Dalla Libia all’Ucraina, carburanti e guerra: la “tempesta perfetta”
Si parla ancora poco del potenziale impatto della crisi libica su Sicilia, Italia ed Europa. Ancora meno si discute del legame tra l’evoluzione della situazione del Paese nordafricano e la guerra in Ucraina. Due eventi destinati ad avere un impatto notevole soprattutto su due fronti: l’approvvigionamento di carburanti e materie prime da un lato, le migrazioni dall’altro.
A tal proposito, la politologa intervistata afferma: “La guerra in Ucraina non è un fatto a sé stante. Ciò che succede in quella terra, ai confini europei, è estremamente connesso a noi. Il blocco di petrolio, gas e cereali – oltre a molte altre materie di cui non si parla abbastanza ma che incideranno pesantemente sulla nostra produzione industriale – ha già iniziato ad avere robusti effetti collaterali. Effetti che si sono visti anche in Libia e che lì, nello specifico, sono legati all’aumento dei prezzi di tutte le merci importate. Se uniti al crollo del dinaro libico… ci avviciniamo alla tempesta perfetta“.
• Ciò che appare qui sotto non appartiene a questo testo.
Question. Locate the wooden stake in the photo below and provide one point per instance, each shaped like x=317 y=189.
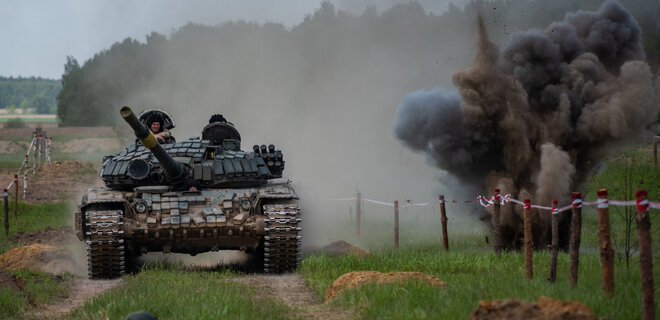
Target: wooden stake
x=6 y=197
x=396 y=223
x=497 y=239
x=574 y=244
x=527 y=223
x=15 y=197
x=443 y=219
x=645 y=254
x=554 y=248
x=357 y=214
x=605 y=240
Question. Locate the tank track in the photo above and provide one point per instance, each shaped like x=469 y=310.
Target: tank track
x=105 y=245
x=282 y=240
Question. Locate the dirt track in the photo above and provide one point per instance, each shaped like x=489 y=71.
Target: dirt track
x=291 y=289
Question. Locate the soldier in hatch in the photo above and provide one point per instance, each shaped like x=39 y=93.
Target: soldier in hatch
x=156 y=124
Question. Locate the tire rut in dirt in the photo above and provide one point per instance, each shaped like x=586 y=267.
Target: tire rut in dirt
x=282 y=240
x=105 y=246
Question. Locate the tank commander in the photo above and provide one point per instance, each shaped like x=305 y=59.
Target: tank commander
x=155 y=124
x=217 y=118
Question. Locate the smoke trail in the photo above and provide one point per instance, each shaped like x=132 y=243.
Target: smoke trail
x=531 y=114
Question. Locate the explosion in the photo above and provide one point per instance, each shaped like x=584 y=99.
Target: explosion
x=531 y=119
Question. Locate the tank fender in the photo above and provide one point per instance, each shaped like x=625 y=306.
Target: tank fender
x=277 y=191
x=100 y=197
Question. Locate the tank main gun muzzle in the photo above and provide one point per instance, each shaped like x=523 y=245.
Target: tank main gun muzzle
x=173 y=169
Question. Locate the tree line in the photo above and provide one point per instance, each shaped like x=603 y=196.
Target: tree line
x=29 y=93
x=307 y=66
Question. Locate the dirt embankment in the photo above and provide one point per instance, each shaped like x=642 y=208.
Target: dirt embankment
x=89 y=132
x=54 y=181
x=355 y=279
x=544 y=309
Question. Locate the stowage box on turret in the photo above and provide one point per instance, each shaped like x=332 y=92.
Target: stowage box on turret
x=202 y=194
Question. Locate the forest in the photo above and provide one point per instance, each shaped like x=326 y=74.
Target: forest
x=367 y=59
x=34 y=93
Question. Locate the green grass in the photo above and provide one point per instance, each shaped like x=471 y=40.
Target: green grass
x=471 y=277
x=35 y=217
x=39 y=288
x=173 y=293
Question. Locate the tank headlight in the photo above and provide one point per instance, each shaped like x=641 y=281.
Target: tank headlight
x=141 y=207
x=245 y=204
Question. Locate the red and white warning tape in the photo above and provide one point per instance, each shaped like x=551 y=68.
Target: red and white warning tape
x=487 y=202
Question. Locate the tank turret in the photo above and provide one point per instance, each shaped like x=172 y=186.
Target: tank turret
x=139 y=168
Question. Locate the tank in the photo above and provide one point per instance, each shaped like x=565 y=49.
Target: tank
x=198 y=195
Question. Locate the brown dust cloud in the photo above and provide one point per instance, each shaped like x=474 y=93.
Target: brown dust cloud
x=534 y=117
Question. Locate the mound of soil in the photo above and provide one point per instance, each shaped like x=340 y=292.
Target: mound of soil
x=339 y=248
x=354 y=279
x=36 y=257
x=544 y=309
x=11 y=282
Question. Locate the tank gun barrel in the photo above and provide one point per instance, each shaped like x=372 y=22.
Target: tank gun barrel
x=172 y=168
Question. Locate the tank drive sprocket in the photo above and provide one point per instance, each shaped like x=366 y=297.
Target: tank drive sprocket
x=282 y=241
x=105 y=246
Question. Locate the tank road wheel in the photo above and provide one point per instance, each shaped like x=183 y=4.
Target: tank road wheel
x=282 y=240
x=105 y=245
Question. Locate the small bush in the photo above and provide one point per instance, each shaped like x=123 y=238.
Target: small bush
x=15 y=123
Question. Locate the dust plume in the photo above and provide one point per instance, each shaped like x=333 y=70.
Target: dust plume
x=532 y=115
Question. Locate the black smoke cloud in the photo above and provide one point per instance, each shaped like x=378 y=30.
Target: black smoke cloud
x=532 y=116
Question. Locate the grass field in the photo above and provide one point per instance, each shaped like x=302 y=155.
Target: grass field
x=39 y=288
x=471 y=277
x=35 y=217
x=170 y=292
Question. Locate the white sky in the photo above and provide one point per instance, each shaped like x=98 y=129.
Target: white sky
x=37 y=35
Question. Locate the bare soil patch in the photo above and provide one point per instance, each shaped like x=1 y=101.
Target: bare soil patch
x=338 y=248
x=47 y=236
x=36 y=257
x=291 y=289
x=355 y=279
x=544 y=309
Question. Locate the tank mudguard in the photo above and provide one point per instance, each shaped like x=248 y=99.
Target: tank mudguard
x=98 y=198
x=277 y=191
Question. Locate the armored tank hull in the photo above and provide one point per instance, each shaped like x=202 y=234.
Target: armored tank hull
x=147 y=204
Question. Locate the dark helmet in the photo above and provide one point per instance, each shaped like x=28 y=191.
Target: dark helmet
x=155 y=118
x=217 y=118
x=140 y=315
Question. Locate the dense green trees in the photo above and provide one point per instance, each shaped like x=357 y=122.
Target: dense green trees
x=331 y=61
x=36 y=93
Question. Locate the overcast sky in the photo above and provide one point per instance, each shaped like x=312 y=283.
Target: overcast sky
x=37 y=35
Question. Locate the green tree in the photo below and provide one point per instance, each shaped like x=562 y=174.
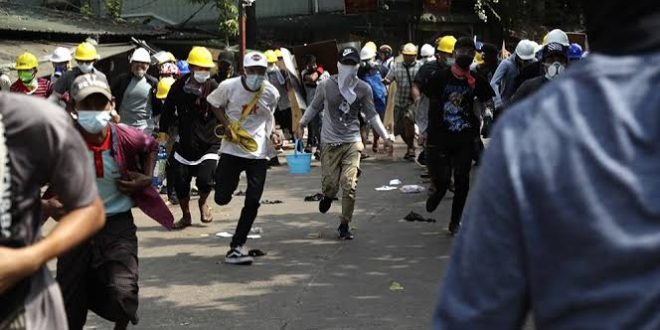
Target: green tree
x=227 y=16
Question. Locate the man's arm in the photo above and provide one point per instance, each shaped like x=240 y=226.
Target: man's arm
x=73 y=228
x=486 y=286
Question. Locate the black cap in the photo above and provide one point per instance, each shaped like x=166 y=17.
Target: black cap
x=554 y=48
x=349 y=53
x=465 y=42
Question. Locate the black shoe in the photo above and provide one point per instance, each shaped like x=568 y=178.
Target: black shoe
x=324 y=204
x=432 y=202
x=235 y=256
x=344 y=233
x=453 y=228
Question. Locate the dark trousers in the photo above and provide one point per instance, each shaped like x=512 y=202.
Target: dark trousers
x=183 y=174
x=441 y=159
x=101 y=274
x=226 y=180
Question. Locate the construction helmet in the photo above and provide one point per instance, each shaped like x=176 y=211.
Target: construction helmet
x=86 y=52
x=164 y=86
x=270 y=56
x=409 y=49
x=141 y=55
x=60 y=55
x=367 y=53
x=371 y=45
x=26 y=61
x=427 y=50
x=446 y=44
x=201 y=57
x=556 y=36
x=526 y=50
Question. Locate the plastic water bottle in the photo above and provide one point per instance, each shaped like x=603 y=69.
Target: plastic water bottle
x=159 y=170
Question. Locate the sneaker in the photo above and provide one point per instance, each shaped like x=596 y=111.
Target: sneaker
x=432 y=202
x=235 y=256
x=344 y=233
x=324 y=204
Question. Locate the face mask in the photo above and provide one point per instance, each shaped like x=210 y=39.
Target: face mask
x=553 y=70
x=464 y=62
x=86 y=67
x=26 y=76
x=254 y=81
x=93 y=121
x=201 y=76
x=139 y=73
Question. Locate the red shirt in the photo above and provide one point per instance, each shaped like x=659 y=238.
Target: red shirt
x=44 y=88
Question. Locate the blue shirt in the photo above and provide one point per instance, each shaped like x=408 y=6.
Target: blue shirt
x=114 y=201
x=564 y=221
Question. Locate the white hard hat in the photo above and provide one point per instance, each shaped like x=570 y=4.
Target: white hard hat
x=525 y=50
x=60 y=55
x=427 y=50
x=367 y=53
x=557 y=36
x=255 y=59
x=141 y=55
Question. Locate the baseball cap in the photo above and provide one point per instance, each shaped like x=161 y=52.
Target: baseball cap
x=88 y=84
x=349 y=53
x=255 y=59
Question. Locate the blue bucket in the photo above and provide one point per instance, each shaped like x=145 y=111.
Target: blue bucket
x=299 y=162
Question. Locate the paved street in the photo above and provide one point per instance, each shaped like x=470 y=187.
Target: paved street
x=309 y=279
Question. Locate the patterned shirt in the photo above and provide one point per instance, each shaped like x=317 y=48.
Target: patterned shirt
x=398 y=73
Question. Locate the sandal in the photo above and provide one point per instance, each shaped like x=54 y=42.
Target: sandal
x=208 y=219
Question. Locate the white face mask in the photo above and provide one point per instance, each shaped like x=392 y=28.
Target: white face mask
x=201 y=76
x=254 y=81
x=86 y=67
x=553 y=70
x=347 y=80
x=93 y=121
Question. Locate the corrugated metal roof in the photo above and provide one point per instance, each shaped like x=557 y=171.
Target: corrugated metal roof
x=42 y=50
x=16 y=17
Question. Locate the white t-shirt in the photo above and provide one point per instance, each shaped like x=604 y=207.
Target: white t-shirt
x=233 y=97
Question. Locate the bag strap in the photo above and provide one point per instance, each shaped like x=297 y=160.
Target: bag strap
x=252 y=104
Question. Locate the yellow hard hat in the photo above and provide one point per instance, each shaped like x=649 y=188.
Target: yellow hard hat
x=86 y=52
x=270 y=56
x=201 y=57
x=371 y=45
x=409 y=49
x=478 y=59
x=164 y=86
x=446 y=44
x=26 y=61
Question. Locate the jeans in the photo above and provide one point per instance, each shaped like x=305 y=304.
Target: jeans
x=227 y=176
x=456 y=153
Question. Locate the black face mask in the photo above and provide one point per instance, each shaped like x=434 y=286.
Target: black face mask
x=464 y=62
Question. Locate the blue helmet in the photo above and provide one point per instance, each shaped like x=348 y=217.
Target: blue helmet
x=575 y=52
x=183 y=67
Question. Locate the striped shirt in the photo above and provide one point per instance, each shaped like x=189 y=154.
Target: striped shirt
x=44 y=88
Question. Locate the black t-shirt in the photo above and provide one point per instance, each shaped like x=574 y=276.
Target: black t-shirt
x=451 y=107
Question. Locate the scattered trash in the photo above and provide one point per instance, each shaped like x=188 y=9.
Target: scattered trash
x=225 y=234
x=269 y=202
x=412 y=216
x=411 y=189
x=396 y=286
x=316 y=197
x=385 y=188
x=395 y=182
x=256 y=253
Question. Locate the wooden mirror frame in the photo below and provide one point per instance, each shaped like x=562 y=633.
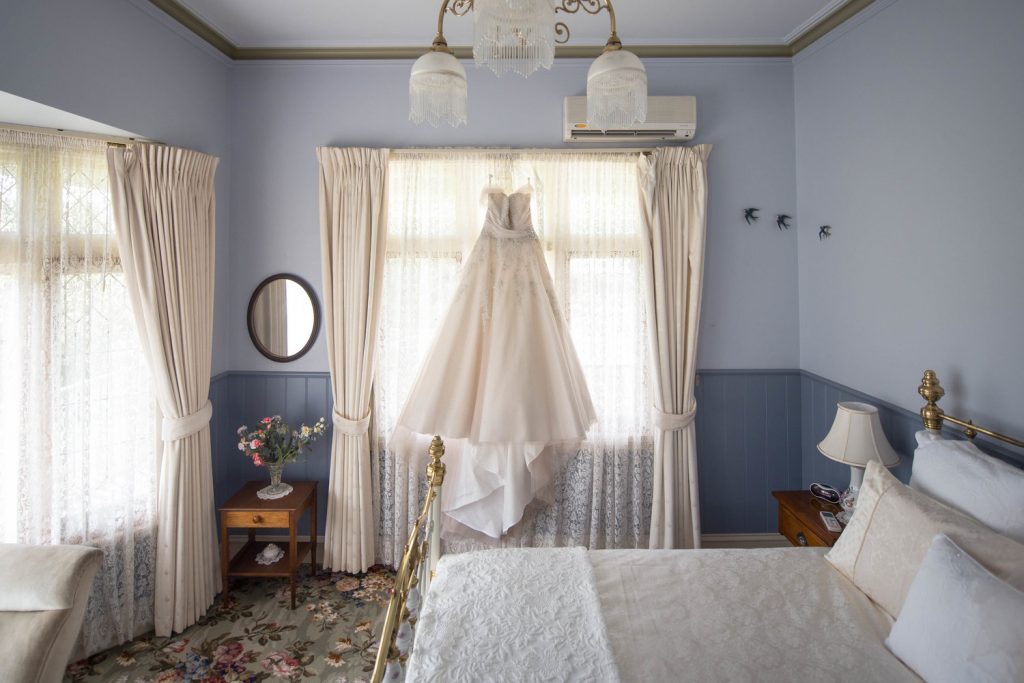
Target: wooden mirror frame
x=314 y=302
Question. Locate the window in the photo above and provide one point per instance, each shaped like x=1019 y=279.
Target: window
x=586 y=209
x=80 y=457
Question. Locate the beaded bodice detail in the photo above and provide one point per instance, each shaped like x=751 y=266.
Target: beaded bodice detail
x=508 y=215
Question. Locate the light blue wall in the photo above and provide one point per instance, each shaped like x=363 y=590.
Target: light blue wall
x=282 y=112
x=128 y=66
x=909 y=144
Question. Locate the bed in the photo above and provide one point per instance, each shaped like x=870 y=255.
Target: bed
x=766 y=614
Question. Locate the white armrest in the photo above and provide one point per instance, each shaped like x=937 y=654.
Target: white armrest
x=44 y=578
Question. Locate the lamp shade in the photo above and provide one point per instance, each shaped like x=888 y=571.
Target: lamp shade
x=616 y=90
x=856 y=437
x=437 y=91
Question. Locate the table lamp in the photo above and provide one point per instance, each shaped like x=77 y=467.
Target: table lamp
x=856 y=438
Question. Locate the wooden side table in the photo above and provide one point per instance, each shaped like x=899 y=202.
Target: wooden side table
x=246 y=510
x=799 y=519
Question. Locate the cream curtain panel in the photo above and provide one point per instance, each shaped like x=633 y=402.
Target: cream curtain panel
x=79 y=459
x=165 y=217
x=587 y=211
x=353 y=226
x=674 y=194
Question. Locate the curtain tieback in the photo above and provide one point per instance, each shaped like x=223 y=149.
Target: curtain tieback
x=350 y=427
x=671 y=422
x=174 y=428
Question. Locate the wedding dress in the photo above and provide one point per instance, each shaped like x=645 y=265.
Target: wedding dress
x=502 y=383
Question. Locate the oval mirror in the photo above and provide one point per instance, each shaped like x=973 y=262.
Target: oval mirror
x=284 y=317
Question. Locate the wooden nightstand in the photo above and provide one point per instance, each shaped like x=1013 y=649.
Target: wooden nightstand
x=799 y=519
x=246 y=510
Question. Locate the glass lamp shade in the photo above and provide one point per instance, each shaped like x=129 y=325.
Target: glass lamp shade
x=437 y=91
x=515 y=36
x=616 y=90
x=856 y=437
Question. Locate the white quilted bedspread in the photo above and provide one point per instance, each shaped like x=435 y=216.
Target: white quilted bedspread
x=485 y=609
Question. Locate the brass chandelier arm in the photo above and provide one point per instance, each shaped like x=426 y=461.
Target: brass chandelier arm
x=463 y=7
x=457 y=7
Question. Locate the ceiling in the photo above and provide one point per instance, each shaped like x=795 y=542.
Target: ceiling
x=333 y=29
x=20 y=112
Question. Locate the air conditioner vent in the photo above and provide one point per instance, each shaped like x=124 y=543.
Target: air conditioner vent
x=669 y=118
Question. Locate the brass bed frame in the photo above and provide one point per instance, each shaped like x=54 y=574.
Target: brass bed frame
x=934 y=416
x=415 y=573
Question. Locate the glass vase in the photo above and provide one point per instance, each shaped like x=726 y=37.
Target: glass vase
x=276 y=487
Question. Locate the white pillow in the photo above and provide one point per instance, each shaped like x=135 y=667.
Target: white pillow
x=960 y=623
x=891 y=530
x=958 y=474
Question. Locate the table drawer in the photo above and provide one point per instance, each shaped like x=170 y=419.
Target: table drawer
x=797 y=532
x=254 y=518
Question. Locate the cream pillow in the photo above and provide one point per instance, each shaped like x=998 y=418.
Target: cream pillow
x=892 y=528
x=960 y=623
x=958 y=474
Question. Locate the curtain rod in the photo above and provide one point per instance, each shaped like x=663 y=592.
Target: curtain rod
x=110 y=139
x=498 y=151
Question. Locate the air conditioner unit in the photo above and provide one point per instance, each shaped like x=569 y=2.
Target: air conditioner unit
x=668 y=119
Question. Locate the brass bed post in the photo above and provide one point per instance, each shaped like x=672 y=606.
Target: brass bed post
x=412 y=569
x=934 y=416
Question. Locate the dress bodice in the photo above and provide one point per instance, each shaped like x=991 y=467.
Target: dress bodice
x=508 y=215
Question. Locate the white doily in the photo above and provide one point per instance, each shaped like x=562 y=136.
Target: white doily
x=268 y=493
x=272 y=553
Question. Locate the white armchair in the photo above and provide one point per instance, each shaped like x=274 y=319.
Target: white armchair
x=43 y=593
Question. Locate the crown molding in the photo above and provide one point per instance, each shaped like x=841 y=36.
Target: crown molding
x=811 y=33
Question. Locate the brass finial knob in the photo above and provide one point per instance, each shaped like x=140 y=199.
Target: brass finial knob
x=435 y=468
x=931 y=391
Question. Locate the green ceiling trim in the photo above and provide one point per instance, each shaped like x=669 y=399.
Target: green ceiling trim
x=194 y=23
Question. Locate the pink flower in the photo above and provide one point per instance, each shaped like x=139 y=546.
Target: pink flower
x=228 y=652
x=176 y=646
x=280 y=664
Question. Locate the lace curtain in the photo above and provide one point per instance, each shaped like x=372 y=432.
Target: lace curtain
x=79 y=461
x=586 y=210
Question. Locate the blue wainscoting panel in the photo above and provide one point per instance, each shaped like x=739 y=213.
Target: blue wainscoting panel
x=749 y=444
x=819 y=396
x=245 y=397
x=757 y=432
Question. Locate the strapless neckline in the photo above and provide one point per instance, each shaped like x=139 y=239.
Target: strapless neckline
x=508 y=214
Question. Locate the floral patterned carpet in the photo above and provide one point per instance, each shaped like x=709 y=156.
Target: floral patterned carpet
x=255 y=636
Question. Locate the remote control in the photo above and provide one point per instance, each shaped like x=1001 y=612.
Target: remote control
x=830 y=522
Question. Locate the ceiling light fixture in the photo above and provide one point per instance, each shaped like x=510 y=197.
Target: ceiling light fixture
x=519 y=36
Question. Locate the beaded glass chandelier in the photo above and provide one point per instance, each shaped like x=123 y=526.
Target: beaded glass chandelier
x=519 y=37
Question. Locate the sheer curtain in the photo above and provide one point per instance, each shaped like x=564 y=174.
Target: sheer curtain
x=586 y=210
x=79 y=461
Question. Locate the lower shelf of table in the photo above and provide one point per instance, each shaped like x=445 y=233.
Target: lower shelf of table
x=244 y=563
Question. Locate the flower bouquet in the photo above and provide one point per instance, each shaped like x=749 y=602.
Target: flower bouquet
x=274 y=443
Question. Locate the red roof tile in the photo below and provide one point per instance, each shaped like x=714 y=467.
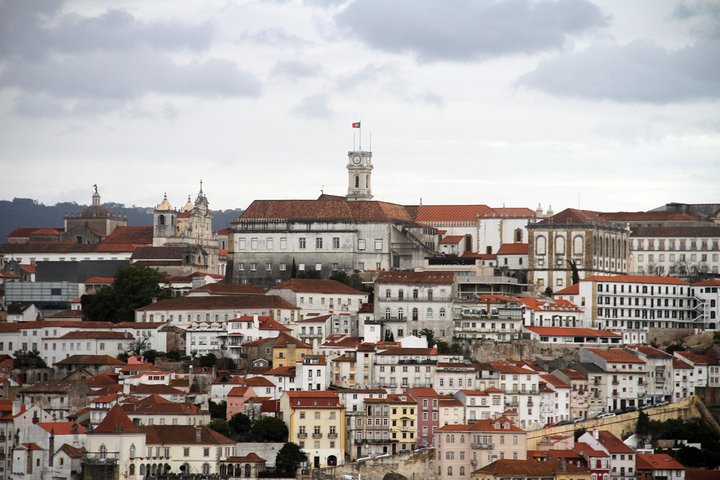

Carburanti, carestia, migrazioni: l’impatto della situazione Libia sulla Sicilia
Delineata per sommi capi i fattori più determinanti per l’evoluzione della crisi libica, rimane fondamentale la domanda: quanto accade in Libia potrebbe avere un effetto sulla Sicilia? E come?
Di fronte alla domanda, Federica Saini Fasanotti non sembra avere dubbi: “Assolutamente sì. La carestia che si abbatterà sull’Africa se non si prenderanno presto provvedimenti atti a sbloccare il passaggio nel Mar Nero per le navi che contengono cereali sarà devastante”.
“I numeri delle migrazioni interne ed esterne al continente africano, poi, potrebbero essere decisamente più importanti di quelli che abbiamo mai visto sino ad ora”, conclude la politologa.